It was obvious when I awoke my first morning in Taganga, a small fishing village on Colombia's Caribbean coast, that the beach would not be joining the illustrious list of other tropical paradises I've been lucky enough to visit.
The heat and humidity had me sweating from the moment I stepped off the plane, and that was after the sun had already gone down.
I'd spent the first night in a 6-person hostel dorm room, and by the following morning, was ready to find myself a private room within reach of a sea breeze.
The main strip of Taganga looked downright depressing. Hungover.
In the same way Koh San Road in Bangkok looks hungover every morning as the streets are cleaned of the garbage produced from the partying the night before.
I sat down in one of the few restaurants that were open for breakfast and took a look around.
A couple of travelers were hanging out by the beach, drinking fresh tropical fruit juices. I guessed they were up early to go diving.
There were lots of dive shops, as Taganga has a well-deserved reputation for being an inexpensive place to get your PADI certification.
My friend Marcello from Wandering Trader got his certification there a month or so earlier. The cost for open water certification is about $250 – $300.
The beach itself was small. But the surrounding mountains were not covered in the lush jungle as I imagined.
It appeared more like scrubby bushes. It felt dry and desert-like.
The beach was dirty, yet served its purpose for allowing visitors to sunbathe.
I wondered if this was what it was like in February 2009, when I'd met a group of Irish backpackers in Barranquilla who'd spent an entire month in Taganga. Because I didn't see the appeal.

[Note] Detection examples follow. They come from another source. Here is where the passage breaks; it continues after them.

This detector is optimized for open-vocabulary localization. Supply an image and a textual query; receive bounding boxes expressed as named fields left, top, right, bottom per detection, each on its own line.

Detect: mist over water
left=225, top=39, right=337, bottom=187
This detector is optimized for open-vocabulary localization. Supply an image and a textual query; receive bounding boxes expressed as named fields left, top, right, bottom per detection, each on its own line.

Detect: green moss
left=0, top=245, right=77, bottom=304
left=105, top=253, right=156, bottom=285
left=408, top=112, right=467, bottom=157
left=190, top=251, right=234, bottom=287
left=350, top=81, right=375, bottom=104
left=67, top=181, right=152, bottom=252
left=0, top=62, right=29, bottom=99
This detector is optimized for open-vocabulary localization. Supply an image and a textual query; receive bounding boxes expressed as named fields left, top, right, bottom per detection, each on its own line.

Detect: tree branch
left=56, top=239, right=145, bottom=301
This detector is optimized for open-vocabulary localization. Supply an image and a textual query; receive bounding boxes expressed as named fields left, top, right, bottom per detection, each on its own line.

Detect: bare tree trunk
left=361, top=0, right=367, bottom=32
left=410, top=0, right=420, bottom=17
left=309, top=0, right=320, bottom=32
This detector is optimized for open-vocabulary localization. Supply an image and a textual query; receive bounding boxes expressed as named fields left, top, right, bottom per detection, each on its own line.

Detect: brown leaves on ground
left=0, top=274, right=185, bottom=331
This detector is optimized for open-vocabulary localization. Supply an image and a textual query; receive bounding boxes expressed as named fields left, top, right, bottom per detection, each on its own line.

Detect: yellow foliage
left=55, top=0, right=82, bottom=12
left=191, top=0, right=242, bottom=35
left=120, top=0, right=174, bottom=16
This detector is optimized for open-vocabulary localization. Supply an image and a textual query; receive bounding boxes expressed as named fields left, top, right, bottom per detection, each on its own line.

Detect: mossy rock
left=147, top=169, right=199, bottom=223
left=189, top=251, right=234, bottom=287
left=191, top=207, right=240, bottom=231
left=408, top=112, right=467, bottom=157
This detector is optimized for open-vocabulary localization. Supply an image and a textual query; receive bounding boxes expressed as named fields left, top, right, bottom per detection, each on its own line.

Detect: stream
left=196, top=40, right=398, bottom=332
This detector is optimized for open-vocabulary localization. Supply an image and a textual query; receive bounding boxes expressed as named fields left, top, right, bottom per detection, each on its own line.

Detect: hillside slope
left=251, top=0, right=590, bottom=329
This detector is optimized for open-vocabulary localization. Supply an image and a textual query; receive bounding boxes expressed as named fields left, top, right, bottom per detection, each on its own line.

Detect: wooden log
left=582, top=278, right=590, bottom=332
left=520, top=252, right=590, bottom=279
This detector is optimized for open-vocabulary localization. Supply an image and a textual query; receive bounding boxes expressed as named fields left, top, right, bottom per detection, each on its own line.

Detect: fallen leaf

Maybe the beaches of Thailand had spoiled me, or my expectations grew out of control over the two years it took me to finally visit.
Whatever the case, I was disappointed with what I found, though there were a few silver linings.
Reasons to Visit Taganga
What the village lacks in terms of daytime atmosphere, it makes up for at night with beach bars and a few discotecas.
It turns out the nightlife is better in Taganga than Santa Marta, which doesn't say much for the latter.
I went out dancing at discoteca Sensation one night, and it was bringing in a mixed crowd of Colombians and foreigners.
Go for a few days to get certified, and then get the heck out.
That said, there are plenty of other inexpensive places in the world to get certified, and they offer much prettier beaches (and I bet much clearer views underwater too).
Base camp for exploring the region
Taganga may not be an idyllic beach, but for many, it will hold more appeal than staying in the nearby city of Santa Marta.
Available at all the restaurants. I highly recommend the pargo (red snapper) if available.